What an awesome community Laracasts is :) So many great suggestions in a short period of time!

Thanks to @bashy and @xsmall I have learned the following -

What I was hoping to accomplish is not possible. However, using a variable to store the controller's class name is one approach -

Route::group(['prefix' => 'users', 'namespace' => 'Users'], function() {
    $controller = "UsersController";
    get('/', ['as' => 'admin.users.index', 'uses' => "$controller@index"]);
});

Or, I can use Route::controller() but at the expense of losing named routes.

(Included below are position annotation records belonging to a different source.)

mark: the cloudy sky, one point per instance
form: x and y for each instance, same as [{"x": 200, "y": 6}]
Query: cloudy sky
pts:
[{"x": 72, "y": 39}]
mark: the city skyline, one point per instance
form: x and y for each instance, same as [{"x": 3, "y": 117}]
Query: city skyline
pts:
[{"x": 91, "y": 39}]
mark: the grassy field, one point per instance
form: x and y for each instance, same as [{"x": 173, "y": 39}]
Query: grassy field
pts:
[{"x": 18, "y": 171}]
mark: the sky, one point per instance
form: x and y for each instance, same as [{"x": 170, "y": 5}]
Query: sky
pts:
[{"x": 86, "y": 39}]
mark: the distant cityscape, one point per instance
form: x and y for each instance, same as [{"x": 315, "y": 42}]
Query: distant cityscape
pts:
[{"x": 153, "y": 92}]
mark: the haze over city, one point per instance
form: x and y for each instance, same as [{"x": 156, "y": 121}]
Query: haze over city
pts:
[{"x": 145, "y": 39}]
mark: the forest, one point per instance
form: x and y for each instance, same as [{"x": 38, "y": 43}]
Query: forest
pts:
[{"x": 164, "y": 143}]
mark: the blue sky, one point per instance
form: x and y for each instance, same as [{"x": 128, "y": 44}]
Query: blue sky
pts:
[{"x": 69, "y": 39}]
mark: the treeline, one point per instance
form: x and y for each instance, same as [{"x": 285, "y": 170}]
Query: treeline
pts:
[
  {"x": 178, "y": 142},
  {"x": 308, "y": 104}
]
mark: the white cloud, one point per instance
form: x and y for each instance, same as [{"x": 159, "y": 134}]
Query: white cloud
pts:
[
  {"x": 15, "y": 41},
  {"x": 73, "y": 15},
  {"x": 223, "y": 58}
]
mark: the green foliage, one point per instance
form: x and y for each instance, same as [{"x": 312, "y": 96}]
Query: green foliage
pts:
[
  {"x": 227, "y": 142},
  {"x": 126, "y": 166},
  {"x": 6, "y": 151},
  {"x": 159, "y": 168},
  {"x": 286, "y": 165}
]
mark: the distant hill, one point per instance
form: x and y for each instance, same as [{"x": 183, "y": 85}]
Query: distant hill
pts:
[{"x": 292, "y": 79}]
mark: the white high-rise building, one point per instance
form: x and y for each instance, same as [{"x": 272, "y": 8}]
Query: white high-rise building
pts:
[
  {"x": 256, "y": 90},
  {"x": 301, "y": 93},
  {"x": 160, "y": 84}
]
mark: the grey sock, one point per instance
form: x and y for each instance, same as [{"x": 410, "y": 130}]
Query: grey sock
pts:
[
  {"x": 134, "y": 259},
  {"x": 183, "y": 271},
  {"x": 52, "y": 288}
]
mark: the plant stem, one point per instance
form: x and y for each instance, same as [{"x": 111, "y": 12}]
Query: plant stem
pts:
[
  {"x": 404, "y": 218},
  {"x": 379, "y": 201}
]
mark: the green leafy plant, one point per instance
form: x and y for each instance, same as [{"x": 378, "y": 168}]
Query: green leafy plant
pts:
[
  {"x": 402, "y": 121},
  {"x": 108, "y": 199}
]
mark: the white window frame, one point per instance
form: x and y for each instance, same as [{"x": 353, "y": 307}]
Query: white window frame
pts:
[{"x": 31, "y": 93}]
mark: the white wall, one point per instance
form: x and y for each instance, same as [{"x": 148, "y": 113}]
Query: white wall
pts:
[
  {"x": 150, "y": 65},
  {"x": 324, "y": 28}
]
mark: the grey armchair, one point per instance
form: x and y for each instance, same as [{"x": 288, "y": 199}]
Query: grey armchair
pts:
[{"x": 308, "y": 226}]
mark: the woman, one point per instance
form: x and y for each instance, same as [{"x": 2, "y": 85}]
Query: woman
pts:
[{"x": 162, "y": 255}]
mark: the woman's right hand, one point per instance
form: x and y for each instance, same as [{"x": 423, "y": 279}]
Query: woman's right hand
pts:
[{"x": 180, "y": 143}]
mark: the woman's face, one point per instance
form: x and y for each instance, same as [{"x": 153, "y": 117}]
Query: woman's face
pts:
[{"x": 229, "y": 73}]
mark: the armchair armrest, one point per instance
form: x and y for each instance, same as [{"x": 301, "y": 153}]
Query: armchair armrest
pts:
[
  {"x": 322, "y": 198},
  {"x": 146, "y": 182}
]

Finally, I can use Route::resource() for the typical methods (store, update, destroy) and extend with Route::get() or a Route::controller()

I'm accepting my own answer to be fair to both participants... simply can't decide between all of the correct answers. Thanks for your help! :)

bashy's avatar

@opheliadesign as xsmall said on the first page, you can actually state the names for a controller route

Route::controller( '/posts', 'PostsController', [
    'getIndex' => 'posts.index' ,
    'getCreate' => 'posts.create'
]);
nathanrobjohn's avatar

You could always user Route::resource() and just place the extra routes you need under neath Route::resource('photo', 'PhotoController'); Route::get('ConfirmDestory', 'PhotoController@ConfirmDestory');

opheliadesign's avatar

@bashy I read that post again and it actually appears to be just what I was looking for - but you called it "icky," why? May accept it as the correct answer. :)

bashy's avatar

Still have to do the same amount of code? I don't know what size your controllers will be/are but I guess it's okay to use for that :P

opheliadesign's avatar

@bashy I like it because it feels more fluid to me as I code, just my preference. I also like the fact that I have both named routes AND the flexibility of controller routing.

In reality the controller I'm working with in this particular case is quite complex, so the general CRUD capabilities of Route::resource() really do not help, as I'm not dealing with one specific model. It's part of the back-end for a real time team deployment system, it'll be handling telecommunications, rostering, etc.

Changing selected answer.. :)

bashy's avatar

May want to extract that a little :P

opheliadesign's avatar

@bashy I'm putting everything in my project in the same controller, isn't that what you're supposed to do??

LOL yeah it's broken up into several controllers. Eventually Lumen will do most of the heavy lifting for this aspect of the project.

bashy's avatar

Okay cool :P thought for a second you were doing a whole project in one controller!